11 Jan How To Stop The Asian Hornet
Within the past decade, a predatory insect has ravaged honey bee colonies throughout Europe and Asia. This hornet, known as the Asian Hornet or Vespa Velutina, has a particular appetite for honey bees. The Asian Hornet poses a risk to humans as well with painful stings, which in some cases have led to deaths.
The Balkan nations and Turkey have been hit the hardest. A single bite from the Asian Hornet can kill hundreds of honey bees. Ultimately, the Asian Hornet’s quest is to to feed off of honey bee larvae. Moreover, European honey bees haven’t evolved to defend against this deadly predator. Consequently, “the European economic impact is high [and] major colony losses have led some beekeepers to abandon apiculture,” states James Neih, a professor in UC San Diego’s Division of Biological Sciences and lead researcher on the project (University of California – San Diego, 2017).

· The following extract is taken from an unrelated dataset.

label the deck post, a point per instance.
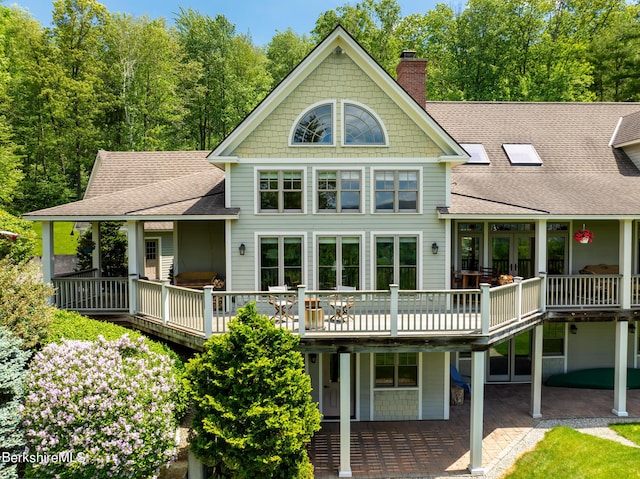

However, there is hope on the horizon to stop the Asian Hornet before it causes any further damage. Dr. Neih, from the University of California San Diego, along with the help of his Asian colleagues have found a way to stop the Asian Hornet before it’s too late. They have developed a solution “derived from the insect’s natural chemical mating instincts” (University of California – San Diego, 2017).
According to Neih, “We have successfully tested the key sex pheromone compounds of this species and the results show that males are highly attracted to them” (University of California – San Diego, 2017). Consequently, the team has developed traps to lure the male hornet into, attracting them with the solution made up from the sex pheromones of the female.
All in all, controlling the Asian Hornet is vital to keeping European Honey Bee colonies healthy and flourishing. Now that there is a method for controlling them, there is hope that European Honey Bee colonies will thrive.
University of California – San Diego. (2017, October 12). Luring hornets: Scientists unlock sex pheromone of notorious honey bee predator: Traps baited with synthesized pheromone could become solution to invasive Asian hornet. ScienceDaily. Retrieved January 10, 2018 from www.sciencedaily.com/releases/2017/10/171012143413.htm.